(Closed) Help me! Internships, offer acceptance, etiquette..

posted 4 years ago in Career
  • poll: What should I do? (polls are fun!)
    Sign with old company, stick with old company : (4 votes)
    27 %
    Sign with old company, drop them when a better job comes along : (9 votes)
    60 %
    Don't sign with old company, look for a better job : (2 votes)
    13 %
  • Post # 3
    2946 posts
    Sugar bee
    • Wedding: May 2014

    I actually did this with an internship that I had once.  They were paying pitence, with low hours.  I was actually working with them for a month when I quit.  I was offered a different interhsip with a different company with a more recognized name and better hours.  I quit the next week.  I’m actually pretty happy about doing so. 

    The company I was working for though was a small non-profit, and I hadn’t worked for them previously, so they aren’t on my resume. 

    I would weigh how big that bridge that you are burning is, but I really would sign and keep looking as I have done so in the past.

    Post # 4
    1913 posts
    Buzzing bee
    • Wedding: September 2014 - Dallas, TX

    It is always better to have a job than to not. Sign with the old company and see if something better comes around. The worst mistake would be to not sign with them and have neither of the other offers come through.

    Post # 5
    330 posts
    Helper bee

    Not sure of the industry or the town but i think your answer should be based on both. For me, when i was interviewing and interning, we were told not to do what you want to do, mainly because the legal industry although big is very VERY small. And people know other people at other places and are just a phone call away. Now as an attorney, I get calls from partners at firms asking if so and so has interviewed and if i knew so and so from school and the list goes on. I would just be very careful with things like this because although it is perfectly fine to decline to work there (yes there is a contract, they extended you an offer and you accepted even though you havent started performance), companies can do the same thing when they offer you a job as well (think the company you REALLY want to work for.

    Post # 7
    2223 posts
    Buzzing bee
    • Wedding: June 2015

    Fiance is actually dealing with this right now! He got an awesome offer for his 1L summer internship at a big tech company (he wants to be a patent attorney). A few weeks after he accepted the offer, a big law firm in Boston asked him to come in for an interview, which is almost unheard for the 1L summer. He went to the interview yesterday and it went really well; they said they’d let him know soon if they want him to come back in for another interview. If he were ever offered the job, he thinks he would take it (more $$$, better opportunity for the future), but would feel terrible about rescinding his accepted offer from the tech company. 

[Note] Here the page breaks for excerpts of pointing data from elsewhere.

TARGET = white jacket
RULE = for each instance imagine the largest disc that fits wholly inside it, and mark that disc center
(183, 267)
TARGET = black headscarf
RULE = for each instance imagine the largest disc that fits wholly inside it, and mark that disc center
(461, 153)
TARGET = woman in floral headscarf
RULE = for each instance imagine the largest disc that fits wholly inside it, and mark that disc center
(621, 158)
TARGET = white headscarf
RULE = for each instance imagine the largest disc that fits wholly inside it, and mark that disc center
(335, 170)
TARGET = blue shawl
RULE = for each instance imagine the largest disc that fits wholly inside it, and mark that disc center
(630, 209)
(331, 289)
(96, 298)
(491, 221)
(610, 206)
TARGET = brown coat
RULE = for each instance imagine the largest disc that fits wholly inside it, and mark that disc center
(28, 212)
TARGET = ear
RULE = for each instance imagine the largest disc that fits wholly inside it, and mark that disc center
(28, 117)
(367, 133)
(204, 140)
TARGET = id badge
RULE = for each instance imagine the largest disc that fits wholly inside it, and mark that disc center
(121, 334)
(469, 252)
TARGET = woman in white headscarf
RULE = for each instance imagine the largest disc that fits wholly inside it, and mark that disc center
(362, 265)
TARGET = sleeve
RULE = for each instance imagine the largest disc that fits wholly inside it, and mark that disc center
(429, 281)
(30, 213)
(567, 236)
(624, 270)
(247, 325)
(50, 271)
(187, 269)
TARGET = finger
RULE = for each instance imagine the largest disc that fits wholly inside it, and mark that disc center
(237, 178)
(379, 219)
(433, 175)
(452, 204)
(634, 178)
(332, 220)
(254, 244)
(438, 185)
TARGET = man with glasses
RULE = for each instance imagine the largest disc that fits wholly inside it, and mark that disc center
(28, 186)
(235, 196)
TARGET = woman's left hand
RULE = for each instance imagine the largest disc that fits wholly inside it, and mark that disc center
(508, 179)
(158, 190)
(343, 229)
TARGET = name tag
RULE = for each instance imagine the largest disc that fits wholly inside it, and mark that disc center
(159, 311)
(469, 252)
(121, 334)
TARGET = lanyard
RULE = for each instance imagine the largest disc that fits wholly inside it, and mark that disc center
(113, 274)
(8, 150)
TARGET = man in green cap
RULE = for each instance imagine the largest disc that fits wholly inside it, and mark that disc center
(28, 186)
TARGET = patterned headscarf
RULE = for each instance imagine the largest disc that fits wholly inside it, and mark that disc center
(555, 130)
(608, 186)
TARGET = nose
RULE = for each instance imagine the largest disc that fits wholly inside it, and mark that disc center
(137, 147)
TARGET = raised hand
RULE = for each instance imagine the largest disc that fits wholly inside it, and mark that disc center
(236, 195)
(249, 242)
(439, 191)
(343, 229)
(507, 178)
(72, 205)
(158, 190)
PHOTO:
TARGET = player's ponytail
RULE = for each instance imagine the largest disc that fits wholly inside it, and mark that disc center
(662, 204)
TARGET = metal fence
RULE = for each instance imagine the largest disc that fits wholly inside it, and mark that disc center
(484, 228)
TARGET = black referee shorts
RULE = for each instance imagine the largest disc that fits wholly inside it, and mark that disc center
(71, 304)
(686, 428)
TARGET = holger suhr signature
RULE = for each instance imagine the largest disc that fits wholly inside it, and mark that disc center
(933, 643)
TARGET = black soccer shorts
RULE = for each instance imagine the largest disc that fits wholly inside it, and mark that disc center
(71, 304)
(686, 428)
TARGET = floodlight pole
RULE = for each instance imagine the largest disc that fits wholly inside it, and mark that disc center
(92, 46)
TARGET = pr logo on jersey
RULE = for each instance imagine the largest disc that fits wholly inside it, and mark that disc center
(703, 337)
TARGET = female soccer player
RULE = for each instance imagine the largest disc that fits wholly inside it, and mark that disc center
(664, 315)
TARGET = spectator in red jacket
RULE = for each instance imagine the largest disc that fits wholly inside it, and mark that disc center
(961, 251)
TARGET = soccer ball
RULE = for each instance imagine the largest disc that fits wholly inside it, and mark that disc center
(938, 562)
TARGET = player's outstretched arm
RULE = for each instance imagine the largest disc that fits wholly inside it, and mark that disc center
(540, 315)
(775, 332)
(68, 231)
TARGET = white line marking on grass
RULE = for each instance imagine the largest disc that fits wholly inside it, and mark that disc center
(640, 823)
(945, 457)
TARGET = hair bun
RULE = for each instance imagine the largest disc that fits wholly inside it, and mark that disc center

    I think companies understand that these things happen. As long as you let them know in a reasonable time period before your internship was due to start, it’s fine to continue pursuing other opportunities after you’ve accepted an offer. If they choose to get pissy about it, well, it doesn’t really matter anyway – you won’t be working there! I guess your case is a little different than FI’s, though, because you worked there in the past, so you don’t want to burn bridges with a good reference, either.

    Post # 8
    1097 posts
    Bumble bee
    • Wedding: June 2014

    In my graduate program, the #1 thing we are told not to do is accept an internship or job and then decline it when another one comes along you want more. While it isn’t a contract, it’s your word. And to go against that is poor work etiquette. It not only looks bad on you, but your program and could influence their choices in students in the future. You also are risking them being unhappy with you, not writing you letters of recommendation, etc. 

    It does suck for people trying to get an internship or job because ours too are limited by how much time you can take to decide (often less than 1 week). A lot of people ended up accepting their 2nd choice and then when they were offered their first, had to turn it down.

    If you know you don’t want to work there, I would not accept and pursue the other options. If you think the pros outweigh the cons, bite the bullet and accept, but do not apply elsewhere. 

    Post # 9
    451 posts
    Helper bee
    • Wedding: August 2014

    @wouldyoukindlyy:  Did you tell the other company that you have an offer that you must respond to by Friday? If they really want you, they may be able to expedite the process. 

    I would try that avenue first before making any decisions.

    As for accepting a job offer only to immediately quit – people do it, but it is frowned upon. Obviously you have to look out for #1, but carefully consider how such a move would affect your professional reputation and future job prospects.